February 2006
Bridgette Ashton: 'I dream of europe’
at Russell-Cotes Art Gallery & Museum
‘Tourists make the places they visit and create the resources they consume. You cannot therefore logically over use tourism places or exhaust tourism resources’. (Prof.dr GJ Ashworth, I dream of europe catalogue introduction.)
Bridgette Ashton: I dream of europe which runs until the end of the month at Russell-Cotes Art Gallery & Museum, Bournemouth, continues the artist’s long-standing fascination with a nostalgia of holiday-making.
Working mostly on a small scale, Ashton combines assemblage, print, stitching and photography, creating objects, often flagrantly sentimental, which retain evidence of materiality and process.
In the tradition of the eighteenth century Grand Tourist Bridgette Ashton presents travel cases, invented souvenirs and a plethora of objects and photographs concerned with popular European tourist attractions. Some of these objects, however, have been created in order to subjugate the need for site seeing at all. These tourist accoutrements indulge both the professional holidaymaker and armchair traveller alike.
‘The Russell-Cotes family travelled at a time when only the very wealthy could afford to be tourists. Ours, conversely, is the era of cheap mass transit, when anyone (well, most westerners) can travel to any part of the world. The contrast, then, between the original Russell-Cotes collection and the objects represented here echoes that social change: exotic, high-value antique artefacts are juxtaposed with mass-produced contemporary kitsch. This thought, however, is destabilised when one reflects that, ultimately, Ashton’s work is not the thing it represents, but is in fact a product of the imagination and skilled labour of a highly trained artist.’ (Dr Stephen Riley, a-n magazine February 2006.)

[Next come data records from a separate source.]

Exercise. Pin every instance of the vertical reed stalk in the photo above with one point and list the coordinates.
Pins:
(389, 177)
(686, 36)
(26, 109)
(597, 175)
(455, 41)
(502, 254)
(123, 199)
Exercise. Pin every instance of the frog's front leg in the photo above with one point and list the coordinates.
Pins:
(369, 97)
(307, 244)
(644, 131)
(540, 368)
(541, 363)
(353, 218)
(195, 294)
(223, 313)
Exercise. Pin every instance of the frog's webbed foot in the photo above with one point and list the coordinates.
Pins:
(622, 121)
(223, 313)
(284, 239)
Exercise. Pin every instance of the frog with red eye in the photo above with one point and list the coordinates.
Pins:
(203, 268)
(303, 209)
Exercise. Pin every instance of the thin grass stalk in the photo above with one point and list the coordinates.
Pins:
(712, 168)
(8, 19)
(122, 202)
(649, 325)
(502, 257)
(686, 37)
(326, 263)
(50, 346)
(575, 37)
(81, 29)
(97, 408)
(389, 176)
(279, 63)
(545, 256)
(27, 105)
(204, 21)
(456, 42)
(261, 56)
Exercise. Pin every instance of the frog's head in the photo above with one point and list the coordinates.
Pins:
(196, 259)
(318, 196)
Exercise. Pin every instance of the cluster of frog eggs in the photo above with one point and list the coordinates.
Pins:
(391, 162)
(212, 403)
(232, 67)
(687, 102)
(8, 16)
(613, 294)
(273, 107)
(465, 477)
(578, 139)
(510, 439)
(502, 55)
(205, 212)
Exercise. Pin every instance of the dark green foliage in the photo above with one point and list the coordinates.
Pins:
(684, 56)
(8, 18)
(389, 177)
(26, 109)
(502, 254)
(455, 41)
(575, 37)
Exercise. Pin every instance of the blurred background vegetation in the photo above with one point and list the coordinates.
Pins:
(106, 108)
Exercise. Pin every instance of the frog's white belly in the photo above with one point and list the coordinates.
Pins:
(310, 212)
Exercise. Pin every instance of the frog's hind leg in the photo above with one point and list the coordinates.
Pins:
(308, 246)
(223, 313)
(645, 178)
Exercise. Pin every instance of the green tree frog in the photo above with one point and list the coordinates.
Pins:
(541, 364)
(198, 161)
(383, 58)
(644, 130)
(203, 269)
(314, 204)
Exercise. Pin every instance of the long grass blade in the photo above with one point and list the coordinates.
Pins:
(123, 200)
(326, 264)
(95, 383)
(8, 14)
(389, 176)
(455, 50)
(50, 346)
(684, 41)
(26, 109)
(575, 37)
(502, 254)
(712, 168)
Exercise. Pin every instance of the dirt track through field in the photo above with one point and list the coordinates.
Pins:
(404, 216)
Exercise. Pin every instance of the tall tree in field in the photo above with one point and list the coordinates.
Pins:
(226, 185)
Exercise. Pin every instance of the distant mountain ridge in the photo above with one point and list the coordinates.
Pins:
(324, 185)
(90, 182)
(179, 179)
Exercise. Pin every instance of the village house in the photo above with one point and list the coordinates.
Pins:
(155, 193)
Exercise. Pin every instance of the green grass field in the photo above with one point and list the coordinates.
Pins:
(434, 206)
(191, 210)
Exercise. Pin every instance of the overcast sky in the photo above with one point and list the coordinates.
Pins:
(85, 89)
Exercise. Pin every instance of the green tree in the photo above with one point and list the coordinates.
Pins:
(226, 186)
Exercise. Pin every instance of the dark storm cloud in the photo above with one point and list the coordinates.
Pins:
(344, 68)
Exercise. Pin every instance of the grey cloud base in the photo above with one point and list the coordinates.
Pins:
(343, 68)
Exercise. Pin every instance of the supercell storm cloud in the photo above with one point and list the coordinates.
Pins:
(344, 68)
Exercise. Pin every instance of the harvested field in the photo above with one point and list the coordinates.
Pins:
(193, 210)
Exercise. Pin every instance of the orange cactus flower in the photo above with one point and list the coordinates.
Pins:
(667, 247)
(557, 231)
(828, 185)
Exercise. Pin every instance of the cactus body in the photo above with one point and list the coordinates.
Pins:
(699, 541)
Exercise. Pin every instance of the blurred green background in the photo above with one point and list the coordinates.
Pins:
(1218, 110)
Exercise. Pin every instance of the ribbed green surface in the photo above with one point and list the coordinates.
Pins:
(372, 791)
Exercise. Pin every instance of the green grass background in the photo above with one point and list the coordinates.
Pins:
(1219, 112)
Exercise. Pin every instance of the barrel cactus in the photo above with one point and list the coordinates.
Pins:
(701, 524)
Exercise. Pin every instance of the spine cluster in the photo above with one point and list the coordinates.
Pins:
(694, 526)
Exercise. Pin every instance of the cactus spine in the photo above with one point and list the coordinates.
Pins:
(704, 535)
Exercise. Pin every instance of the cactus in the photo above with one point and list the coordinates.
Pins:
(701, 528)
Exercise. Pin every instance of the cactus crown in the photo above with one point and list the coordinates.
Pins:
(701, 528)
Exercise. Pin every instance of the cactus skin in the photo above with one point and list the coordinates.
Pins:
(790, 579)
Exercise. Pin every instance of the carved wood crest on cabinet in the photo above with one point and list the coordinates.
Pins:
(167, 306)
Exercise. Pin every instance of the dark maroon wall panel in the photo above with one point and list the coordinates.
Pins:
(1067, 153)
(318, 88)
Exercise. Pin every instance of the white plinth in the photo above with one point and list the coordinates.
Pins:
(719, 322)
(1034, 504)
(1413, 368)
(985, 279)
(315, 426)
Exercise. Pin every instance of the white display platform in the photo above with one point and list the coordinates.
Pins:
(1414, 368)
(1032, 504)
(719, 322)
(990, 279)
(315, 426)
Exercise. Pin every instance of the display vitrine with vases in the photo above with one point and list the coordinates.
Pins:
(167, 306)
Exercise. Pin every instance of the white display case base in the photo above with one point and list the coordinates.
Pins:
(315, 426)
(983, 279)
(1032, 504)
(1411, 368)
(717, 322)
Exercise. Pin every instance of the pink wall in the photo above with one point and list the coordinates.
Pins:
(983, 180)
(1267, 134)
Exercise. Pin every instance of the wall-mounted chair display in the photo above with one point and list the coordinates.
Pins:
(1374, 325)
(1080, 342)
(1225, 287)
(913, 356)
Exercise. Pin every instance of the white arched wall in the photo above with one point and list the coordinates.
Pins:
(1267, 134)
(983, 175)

Familiar european landmarks are celebrated through a series of photographs which show View Master® viewers at the vistas depicted in their collections of souvenir photographs. In addition a set of stereo images for the same apparatus has been created specially for the exhibition, giving a virtual gingerbread tour of popular european landmarks.
Bridgette Ashton has participated in shows across the UK including ‘Transformations’ at Pitt Rivers Museum, Oxford, ‘Insula Ovinium’ on the Isle of Sheppey and at Hogarth House, Chiswick and her work is currently touring with the Met Office's ‘Elemental Insight’ exhibition. She has also shown in a number of alternative spaces including last year at the eighteenth century grotto ‘Scott’s Grotto’ in Hertfordshire.